– Вы, вероятно, говорите о Мов Вернон, несчастной старшей дочери мсье де Брюна, графиня. У вас неверные сведения. Она, действительно, скончалась некоторое время назад от чахотки. Дама, родившая наследника де Анделиса, Фелина де Брюн является младшей дочерью нашего старого друга.
Это было уж слишком. Даже самому королю мадам Тереза не позволит пудрить ей мозги. Не думая о возможном скандале, она осмелилась возразить.
– Младшая дочь? Какая легенда! Всем известно, что у Амори де Брюна была только одна дочь и что его супруга погибла в Варфоломеевскую ночь!
Напоминать Генриху Наваррскому о той трагической ночи, омрачившей его свадьбу с Маргаритой Валуа, было большой ошибкой.
– Коль скоро вы так отлично информированы, мадам, – возразил он язвительно, – вам наверняка известно, что мадам де Брюн в тот период ждала ребенка. Ее вторая дочь появилась на свет во время бегства матери из Парижа. Тогда на Францию и ее жителей обрушились большие страдания и беды. Поэтому мне особенно приятно, имея теперь королевскую власть, залечивать некоторые раны.
– Но ведь... но ведь она католичка! – вырвалось у дамы, уже не думавшей о последствиях.
Ответ прозвучал резко.
– Ваш король тоже католик, мадам. И вам не подобает судить об этом. Иначе нам придется отказаться от вашего присутствия на празднике!
Фелина взглянула на бывшую соперницу, побледневшую под слоем краски, и, к своему удивлению, поняла, что сочувствует ей. Признаки увядания прежней красоты были налицо. Рядом с графом де Сюрвилье Тереза д'Ароне сотворила для себя персональный ад.
Мелодичное контральто маркизы прозвучало мягко и убедительно:
– Зачем суровые слова на таком замечательном празднике? Я благодарна графине за участие в судьбе нашей семьи. Однако впредь, мадам, вам больше не нужно поминать нас в своих молитвах.
Король не скрывал своего восхищения столь дипломатичным возражением.
– Вы не только прекрасны, маркиза. Вы к тому же умны и милосердны. Жалость к врагу отличает истинную христианку! Маркиз, если вы пригласите на танец герцогиню, я позволю себе открыть бал с очаровательной матерью моего крестника.
Графине де Сюрвилье пришлось, сдерживая бессильный гнев, присесть в церемонном реверансе перед женщиной, которую она ненавидела всей душой. Отказаться от этого значило бы еще больше разгневать короля и, возможно, окончательно попасть в немилость.

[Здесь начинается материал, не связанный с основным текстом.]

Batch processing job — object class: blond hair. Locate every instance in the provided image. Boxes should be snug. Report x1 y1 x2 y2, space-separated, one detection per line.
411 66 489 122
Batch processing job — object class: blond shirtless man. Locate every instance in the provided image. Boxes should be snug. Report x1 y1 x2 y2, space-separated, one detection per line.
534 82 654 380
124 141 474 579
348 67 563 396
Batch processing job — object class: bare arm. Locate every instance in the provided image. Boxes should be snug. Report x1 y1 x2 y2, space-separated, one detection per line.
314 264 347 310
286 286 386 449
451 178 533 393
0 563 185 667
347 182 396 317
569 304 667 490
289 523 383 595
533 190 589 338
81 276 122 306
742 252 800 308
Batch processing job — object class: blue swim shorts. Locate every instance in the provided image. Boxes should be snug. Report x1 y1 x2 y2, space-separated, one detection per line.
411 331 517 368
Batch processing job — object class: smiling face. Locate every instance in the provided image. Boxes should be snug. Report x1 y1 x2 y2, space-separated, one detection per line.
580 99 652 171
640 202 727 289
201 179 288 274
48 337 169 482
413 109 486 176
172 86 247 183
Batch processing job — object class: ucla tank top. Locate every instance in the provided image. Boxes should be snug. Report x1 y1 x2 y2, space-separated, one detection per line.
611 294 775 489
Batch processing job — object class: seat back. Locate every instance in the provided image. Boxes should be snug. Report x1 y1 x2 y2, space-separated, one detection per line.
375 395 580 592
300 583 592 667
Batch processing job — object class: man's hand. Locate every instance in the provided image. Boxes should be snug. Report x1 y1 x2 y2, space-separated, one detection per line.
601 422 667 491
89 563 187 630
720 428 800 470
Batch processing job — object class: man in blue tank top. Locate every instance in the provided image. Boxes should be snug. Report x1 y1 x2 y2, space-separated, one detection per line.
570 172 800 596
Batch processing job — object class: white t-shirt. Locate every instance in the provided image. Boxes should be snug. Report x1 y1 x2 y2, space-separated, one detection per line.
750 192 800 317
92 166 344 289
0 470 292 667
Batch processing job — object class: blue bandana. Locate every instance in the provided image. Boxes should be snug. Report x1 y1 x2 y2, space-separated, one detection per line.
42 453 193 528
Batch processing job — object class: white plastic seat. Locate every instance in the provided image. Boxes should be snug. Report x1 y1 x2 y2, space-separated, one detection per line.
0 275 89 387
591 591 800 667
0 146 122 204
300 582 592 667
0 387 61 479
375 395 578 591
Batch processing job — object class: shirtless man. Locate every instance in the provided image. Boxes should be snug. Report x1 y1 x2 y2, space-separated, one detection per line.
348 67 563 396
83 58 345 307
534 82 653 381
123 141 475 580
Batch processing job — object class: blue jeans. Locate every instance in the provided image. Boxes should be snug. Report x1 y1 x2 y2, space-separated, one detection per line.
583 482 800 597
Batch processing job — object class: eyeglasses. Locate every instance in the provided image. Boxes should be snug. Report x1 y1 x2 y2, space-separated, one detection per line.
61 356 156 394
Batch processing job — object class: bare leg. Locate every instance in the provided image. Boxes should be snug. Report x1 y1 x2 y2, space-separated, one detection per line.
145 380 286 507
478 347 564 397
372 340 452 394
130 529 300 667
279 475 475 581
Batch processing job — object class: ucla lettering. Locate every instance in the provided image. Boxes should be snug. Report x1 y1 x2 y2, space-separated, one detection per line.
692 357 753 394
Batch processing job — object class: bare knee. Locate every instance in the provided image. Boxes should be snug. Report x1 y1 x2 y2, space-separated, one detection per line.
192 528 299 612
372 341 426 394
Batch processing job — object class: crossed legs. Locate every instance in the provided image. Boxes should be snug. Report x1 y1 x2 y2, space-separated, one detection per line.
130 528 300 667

Поздно ночью, почти под утро, пока Иветта, снова с удовольствием ставшая камеристкой у прежней госпожи, вытаскивала заколки, прикреплявшие к платью кружевной воротник, Филипп опять заговорил о графине.
– В вашей власти было навсегда удалить ее от королевского двора. Почему вы этого не сделали, моя радость?
Фелина лукаво улыбнулась своему отражению в зеркале. Рождение маленького Амори Жана Филиппа Вернона не повредило ее фигуре и красоте. Наоборот, счастье материнства смягчило линии тела и окончательно стерло в ее сердце следы ненависти и возмущения.
– А зачем? Я бы тогда лишилась удовольствия наблюдать, как она переживает крушение своих честолюбивых планов.
Иветта сдержала ухмылку и поймала однозначный взгляд маркиза. Она поняла, что от нее требуется. Быстро покончив с крючками и петлями на платье и сделав прощальный реверанс, она удалилась.
Едва Иветта закрыла за собой двери, Филипп прижал к себе жену.
– Так вы не святая, а мстительная бестия! – прошептал он между двумя страстными поцелуями.
Фелина, ощущая на теле его руки, радостно усмехнулась.
– Святые слишком пресны, мой господин. Или вам хотелось бы святую?
– Ты знаешь, чего мне хочется. Какую жажду я никак не могу утолить...
Их губы сомкнулись. Слова были теперь не нужны. Их любовь наконец одержала победу, а ту, которая проиграла, они наказали сильнее, чем местью – своим равнодушием.